Let’s try with user test, who has no caps inherited.
superkfr@totoro ~ $ su - test
Password:
test@totoro ~ $ tcpdump -i wlan0
tcpdump: wlan0: You don't have permission to capture on that device
(socket: Operation not permitted)
test@totoro ~ $ tcpdump -r /tmp/dump
reading from file /tmp/dump, link-type EN10MB (Ethernet)
...
test@totoro ~ $ exit
logout
Like we expected, user test does not have the right permissions to sniff, but can view dumps.
If you have trouble getting pam_cap to work (believe me, I’ve been there), try this:
Look at the output of /sbin/getpcaps $$ in the shell of the user, whom you want to have the caps.
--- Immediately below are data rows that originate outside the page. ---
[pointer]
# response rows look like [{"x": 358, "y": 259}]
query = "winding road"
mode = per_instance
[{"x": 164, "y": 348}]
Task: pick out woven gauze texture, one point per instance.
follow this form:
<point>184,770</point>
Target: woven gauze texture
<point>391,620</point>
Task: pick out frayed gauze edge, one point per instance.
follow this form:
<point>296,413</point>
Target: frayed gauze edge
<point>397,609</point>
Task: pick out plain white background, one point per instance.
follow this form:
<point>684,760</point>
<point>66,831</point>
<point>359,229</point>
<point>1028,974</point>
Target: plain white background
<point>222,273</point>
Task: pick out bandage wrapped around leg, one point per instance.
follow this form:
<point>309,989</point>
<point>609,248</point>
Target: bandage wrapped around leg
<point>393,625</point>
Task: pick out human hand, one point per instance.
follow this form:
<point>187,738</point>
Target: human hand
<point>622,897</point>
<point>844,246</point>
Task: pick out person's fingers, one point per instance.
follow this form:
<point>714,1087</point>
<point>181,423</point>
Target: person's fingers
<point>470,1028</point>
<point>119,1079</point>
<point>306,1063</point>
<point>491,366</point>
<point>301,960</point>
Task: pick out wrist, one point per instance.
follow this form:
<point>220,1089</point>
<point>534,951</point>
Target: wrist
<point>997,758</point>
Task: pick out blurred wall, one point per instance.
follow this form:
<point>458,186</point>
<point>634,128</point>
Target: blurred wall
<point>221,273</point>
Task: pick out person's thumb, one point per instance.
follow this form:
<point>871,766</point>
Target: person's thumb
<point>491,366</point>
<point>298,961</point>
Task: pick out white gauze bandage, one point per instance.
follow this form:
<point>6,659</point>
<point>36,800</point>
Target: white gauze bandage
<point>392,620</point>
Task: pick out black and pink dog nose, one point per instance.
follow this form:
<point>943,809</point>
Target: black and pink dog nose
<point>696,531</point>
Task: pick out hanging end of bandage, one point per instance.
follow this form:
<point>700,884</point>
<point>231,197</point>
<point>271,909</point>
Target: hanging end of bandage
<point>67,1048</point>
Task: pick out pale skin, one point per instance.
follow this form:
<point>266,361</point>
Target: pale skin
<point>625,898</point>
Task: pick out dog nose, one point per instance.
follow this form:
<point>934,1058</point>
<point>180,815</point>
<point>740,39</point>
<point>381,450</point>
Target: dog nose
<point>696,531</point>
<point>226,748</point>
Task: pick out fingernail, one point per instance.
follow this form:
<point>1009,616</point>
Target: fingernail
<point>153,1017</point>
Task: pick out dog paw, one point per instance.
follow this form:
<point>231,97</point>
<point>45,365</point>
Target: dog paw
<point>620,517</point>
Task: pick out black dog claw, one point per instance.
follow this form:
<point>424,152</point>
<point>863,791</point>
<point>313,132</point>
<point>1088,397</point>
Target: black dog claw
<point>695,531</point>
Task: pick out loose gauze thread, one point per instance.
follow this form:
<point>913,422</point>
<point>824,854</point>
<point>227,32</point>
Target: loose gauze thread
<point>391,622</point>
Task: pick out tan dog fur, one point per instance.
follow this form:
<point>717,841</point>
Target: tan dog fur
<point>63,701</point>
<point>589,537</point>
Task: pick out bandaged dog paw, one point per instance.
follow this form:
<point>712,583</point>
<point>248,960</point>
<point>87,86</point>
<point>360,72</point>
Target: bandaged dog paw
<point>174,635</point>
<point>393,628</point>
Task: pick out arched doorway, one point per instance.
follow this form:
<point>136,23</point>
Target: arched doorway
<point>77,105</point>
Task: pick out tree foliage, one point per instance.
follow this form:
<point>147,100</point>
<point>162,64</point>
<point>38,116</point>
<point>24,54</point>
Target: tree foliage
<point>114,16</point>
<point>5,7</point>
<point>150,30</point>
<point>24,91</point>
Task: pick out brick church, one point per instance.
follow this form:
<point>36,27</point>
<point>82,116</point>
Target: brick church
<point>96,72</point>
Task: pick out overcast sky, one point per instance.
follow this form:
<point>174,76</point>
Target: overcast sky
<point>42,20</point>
- If the output looks something like this:
test@totoro ~ $ /sbin/getpcaps $$
Capabilities for `8219': =
The users cap set is empty and something didn’t work. Try rebooting, if you haven’t done this already. - If the output looks something like this:
netadmin@totoro ~ $ /sbin/getpcaps $$
Capabilities for `13976': = cap_net_admin,cap_net_raw+i
It worked.
So that’s it for this week. Hope to hear from you in the comments :D.
[0] http://www.linuxjournal.com/magazine/making-root-unprivileged
this project seems promising, especially the pam_cap part which ties rights to users. i only see two problems:
1. it doesnt seem to be possible to give capabilities to groups instead of individual users
2. the posix caps seem too coarse grained. e.g. cap_net_admin is required for too many tools.
@rtty8000
Yes you are right, these two problems exist.
It would be a lot more convenient, if one could give rights to groups, but as far as I saw in the implementation this is not possible right now. Maybe, if it was more widely used, There would be more development on this :).
One could work around this problem with certain users, like net_admin, who have certain caps and the user who should be able to use these caps, can su to this user to execute the programs, which need the caps.
As to coarse grained, I also think it is, but maybe there will be new finer-grained caps in the future.